Hawks Insider

Where things stand between Dylan Strome, Blackhawks

/ by Charlie Roumeliotis
Presented By Nationwide Insurance Agent Jeff Vukovich
Hawks Insider
Dylan Strome

After a disastrous three-game road trip to open the 2021-22 season, the Blackhawks returned to practice in Chicago on Monday and changed up the look of their four-line rotation. That's no surprise, given the 0-2-1 start.

It was a surprise, however, to see Dylan Strome remain on the outside looking in. It's noteworthy because the Blackhawks recalled forward Mike Hardman from Rockford earlier in the day and immediately slotted him into the third line, which now includes Henrik Borgstrom and Alex DeBrincat.

Head coach Jeremy Colliton was asked after practice whether there's an asset protection element to Strome being held out of the lineup, considering the Blackhawks have only two 5-on-5 goals in nine-plus periods of hockey and could use his offensive upside. The indirect answer was probably telling in itself.

"I think we’re just trying to find the right combination, recipe here," Colliton said. "I’m not as worried about the 5-on-5 scoring as I’m worried about what we’ve given up and the quality going the other way, and the mentality that we’re playing with. To me, that’s what Hardman brings. He’s physical, hard to play against. He just plays an honest, simple game. I think that will help push our team in the proper direction."

Blackhawks President/GM Stan Bowman said before Wednesday's season opener that Strome’s absence from the lineup against Colorado was “more circumstantial” than anything.

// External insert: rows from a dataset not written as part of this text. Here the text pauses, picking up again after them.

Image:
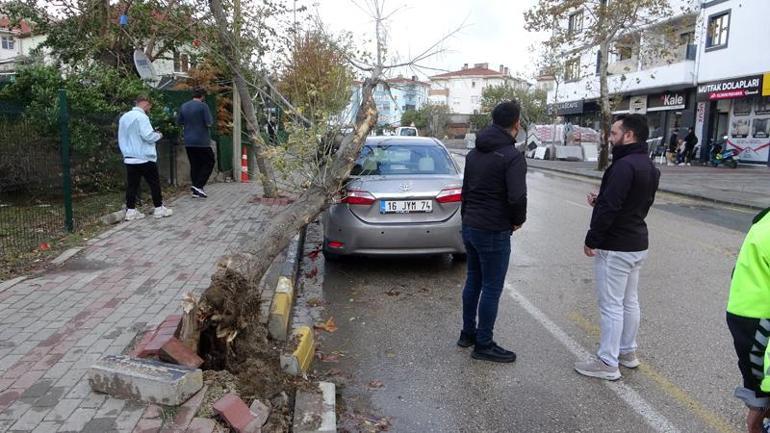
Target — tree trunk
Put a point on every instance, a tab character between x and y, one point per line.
252	123
276	236
604	100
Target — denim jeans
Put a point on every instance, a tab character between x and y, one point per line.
617	289
488	255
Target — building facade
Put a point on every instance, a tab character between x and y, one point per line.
462	90
733	94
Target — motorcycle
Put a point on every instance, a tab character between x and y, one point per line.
722	156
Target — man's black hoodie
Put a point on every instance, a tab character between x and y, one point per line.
627	192
494	186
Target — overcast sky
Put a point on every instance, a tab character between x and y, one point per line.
494	30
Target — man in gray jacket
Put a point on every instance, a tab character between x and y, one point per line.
195	117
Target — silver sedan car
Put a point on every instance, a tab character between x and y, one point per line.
403	197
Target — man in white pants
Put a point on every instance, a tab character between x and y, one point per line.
618	241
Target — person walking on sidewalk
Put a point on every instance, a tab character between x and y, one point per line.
195	117
748	318
494	205
618	242
690	141
137	138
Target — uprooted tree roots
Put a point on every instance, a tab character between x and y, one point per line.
235	344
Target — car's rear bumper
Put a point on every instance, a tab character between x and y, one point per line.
360	238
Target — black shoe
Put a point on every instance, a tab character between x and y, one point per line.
466	340
493	353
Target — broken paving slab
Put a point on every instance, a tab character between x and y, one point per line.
314	410
145	380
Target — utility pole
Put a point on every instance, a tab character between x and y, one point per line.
237	99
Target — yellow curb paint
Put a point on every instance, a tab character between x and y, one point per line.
305	348
279	315
681	396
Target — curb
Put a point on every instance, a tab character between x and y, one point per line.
661	189
299	362
5	285
315	410
283	298
66	255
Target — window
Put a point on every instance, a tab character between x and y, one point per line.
572	70
8	43
181	62
576	23
625	52
402	159
718	30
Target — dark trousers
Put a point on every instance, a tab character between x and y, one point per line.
134	175
488	256
750	341
201	165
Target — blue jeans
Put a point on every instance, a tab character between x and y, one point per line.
488	255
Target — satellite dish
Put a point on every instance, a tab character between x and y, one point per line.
144	68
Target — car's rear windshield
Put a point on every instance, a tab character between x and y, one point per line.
402	159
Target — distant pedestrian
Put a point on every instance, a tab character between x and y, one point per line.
618	242
748	318
195	117
137	138
690	141
673	145
494	205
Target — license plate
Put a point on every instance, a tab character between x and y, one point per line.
406	206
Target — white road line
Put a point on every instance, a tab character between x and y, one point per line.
578	204
654	419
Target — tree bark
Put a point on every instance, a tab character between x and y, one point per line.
252	123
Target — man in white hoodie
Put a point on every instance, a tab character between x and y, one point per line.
136	139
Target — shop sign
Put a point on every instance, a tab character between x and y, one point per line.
730	89
562	108
667	101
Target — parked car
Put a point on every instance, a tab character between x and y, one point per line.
403	197
407	131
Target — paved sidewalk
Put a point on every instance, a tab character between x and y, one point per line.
54	326
744	186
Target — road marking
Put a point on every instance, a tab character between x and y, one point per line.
651	416
578	204
677	393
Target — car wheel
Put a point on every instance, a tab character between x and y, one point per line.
331	257
459	257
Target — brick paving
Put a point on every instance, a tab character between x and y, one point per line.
55	325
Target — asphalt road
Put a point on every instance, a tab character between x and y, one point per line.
395	354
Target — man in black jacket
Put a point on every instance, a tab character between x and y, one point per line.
618	241
494	205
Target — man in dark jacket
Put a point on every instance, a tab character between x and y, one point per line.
494	205
618	241
195	117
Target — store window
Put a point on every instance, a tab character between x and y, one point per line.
718	31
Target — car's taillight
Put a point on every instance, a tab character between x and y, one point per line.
358	197
450	195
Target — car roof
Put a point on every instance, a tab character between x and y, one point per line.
401	139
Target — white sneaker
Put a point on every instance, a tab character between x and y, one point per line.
133	214
162	211
629	360
595	367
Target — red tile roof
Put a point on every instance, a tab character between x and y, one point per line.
23	27
484	72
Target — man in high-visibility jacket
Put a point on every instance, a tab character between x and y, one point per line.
748	317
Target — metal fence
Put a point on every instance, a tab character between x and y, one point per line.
57	180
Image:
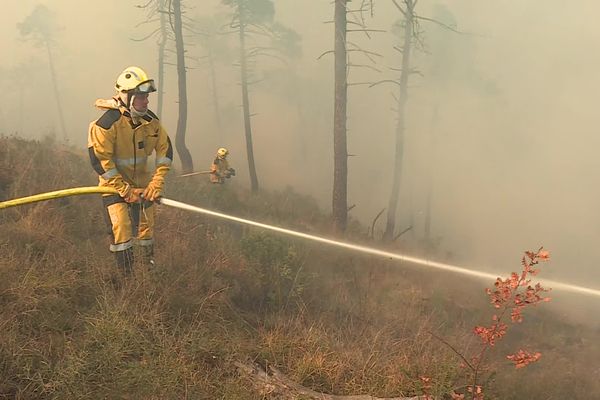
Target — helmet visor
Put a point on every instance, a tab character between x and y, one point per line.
145	87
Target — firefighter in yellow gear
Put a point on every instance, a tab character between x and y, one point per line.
220	170
119	145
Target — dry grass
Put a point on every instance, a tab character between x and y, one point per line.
70	327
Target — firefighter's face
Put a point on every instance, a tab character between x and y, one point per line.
140	102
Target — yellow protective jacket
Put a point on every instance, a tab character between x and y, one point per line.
218	170
119	148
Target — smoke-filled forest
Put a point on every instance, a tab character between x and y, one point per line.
299	199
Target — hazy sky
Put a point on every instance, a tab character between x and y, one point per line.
511	148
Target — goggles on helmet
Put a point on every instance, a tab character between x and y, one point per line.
144	87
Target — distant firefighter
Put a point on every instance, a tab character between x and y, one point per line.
119	144
220	170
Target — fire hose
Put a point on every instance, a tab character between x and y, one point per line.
349	246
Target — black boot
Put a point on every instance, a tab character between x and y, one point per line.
148	256
125	260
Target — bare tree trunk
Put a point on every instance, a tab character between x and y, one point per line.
432	153
56	93
161	55
246	102
187	164
400	127
213	75
340	149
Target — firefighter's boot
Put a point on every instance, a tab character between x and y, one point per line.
148	256
125	260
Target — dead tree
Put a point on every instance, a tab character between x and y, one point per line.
187	164
342	48
158	10
410	39
41	28
340	146
170	14
252	19
409	25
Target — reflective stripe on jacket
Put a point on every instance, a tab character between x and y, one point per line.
119	150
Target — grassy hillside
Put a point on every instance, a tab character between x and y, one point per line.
222	294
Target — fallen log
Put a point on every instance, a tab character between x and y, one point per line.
276	385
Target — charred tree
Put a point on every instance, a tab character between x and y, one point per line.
162	44
340	148
41	28
246	100
409	21
187	164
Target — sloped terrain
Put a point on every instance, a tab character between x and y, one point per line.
340	323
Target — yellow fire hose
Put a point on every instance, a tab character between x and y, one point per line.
348	246
56	195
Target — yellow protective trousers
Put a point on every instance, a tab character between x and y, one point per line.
129	223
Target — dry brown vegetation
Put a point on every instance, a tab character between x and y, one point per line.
334	322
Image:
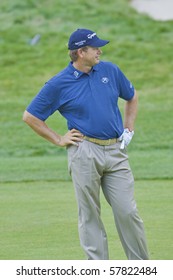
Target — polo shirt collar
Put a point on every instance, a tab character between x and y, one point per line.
77	73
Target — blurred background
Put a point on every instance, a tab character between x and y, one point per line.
38	211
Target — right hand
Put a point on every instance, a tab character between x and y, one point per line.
72	137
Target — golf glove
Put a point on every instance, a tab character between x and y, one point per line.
125	138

It was a fair response when you saw how competitive the training camp battles were up front.

But the circumstances have already changed. The Blackhawks are winless through three games and lacking offensive production at even strength.


Now, let's be clear: Nobody is arguing Strome is the answer to Chicago's early-season struggles. The issues go well beyond that. But it doesn't seem like the Blackhawks are eager to give him the same opportunity everybody else is getting.

If Strome had gotten a look at some point during the road trip, this probably wouldn't be a significant storyline. But he was the only one that didn't, and now he's seemingly the 15th forward.

"I’m just staying positive," Strome said on Oct. 1 after the second preseason game when it became apparent to him that he was fighting for a roster spot. "I mean, the last two camps I think I came in and started with [Patrick] Kane and DeBrincat right away. You never know what can happen during the season. A lot happens, it’s a long season. So come in, be positive, be happy around the rink, happy to be here and happy to see the fans."

So how did we get here? How did we go from Strome and the Blackhawks looking to be a great long-term marriage to this?

Let's rewind back to Strome's very first season in Chicago, where he averaged nearly a point per game after scoring a career-high 17 goals, 34 assists and 51 points in 57 games. He also averaged 17:03 of ice time. A great start.

The very next season, Strome picked up where he left off by recording 17 points (five goals, 12 assists) in 23 games before he wisely removed himself from the lineup and was placed in concussion protocol. He returned roughly two weeks later and didn't skip a beat.

Where things started to go sideways is when Strome suffered a nasty-looking ankle injury on Jan. 7, 2020 against the Calgary Flames that knocked him out for nearly a month. He was playing some of the best hockey of his NHL career to that point.

After he returned, Strome never quite looked the same. He admittedly rush back from the ankle injury and it showed after registering no goals and only three assists in 13 games in the month of February. He was also a healthy scratch twice.

By the time the Blackhawks returned for the bubble, Kirby Dach looked like a different player and had emerged as a legitimate top-six center. Only Patrick Kane averaged more ice time among team forwards in that postseason, which squeezed Strome back to the third line through no fault of his own.

That was probably going to be the case going into the 2020-21 season, until Dach suffered a wrist injury that was supposed to sideline him for more than four months and Jonathan Toews announced he wouldn't be available because of an undisclosed illness. That opened the door for Strome, who remained unsigned until the day before training camp, to seize the No. 1 center role.

Strome didn't exactly run with that opportunity, but part of that might be because he played only 46 even-strength minutes all season with DeBrincat and Kane and 196 minutes without either one of them, according to Natural Stat Trick. Another reason is that he missed 11 games with a concussion. It wasn't an ideal situation.


That leads us to the present moment: Dach and Toews are back and healthy. Borgstrom and Tyler Johnson have been added to the mix. MacKenzie Entwistle was one of the breakout players of camp. That's a lot of centers.

I asked Colliton after Friday’s morning skate in New Jersey what Strome could do to put himself in a position to crack the lineup.

"What he’s doing," Colliton responded. "I thought he had a solid camp. We know what he can bring. It shows our depth that we have a guy like that. He’s hungry to play. Last time I talked to him a couple days ago he says, ‘When I come in I’m not coming out.’"

You have to wonder at this point whether Strome will get the opportunity to show the Blackhawks that, or whether it'll happen with a different team.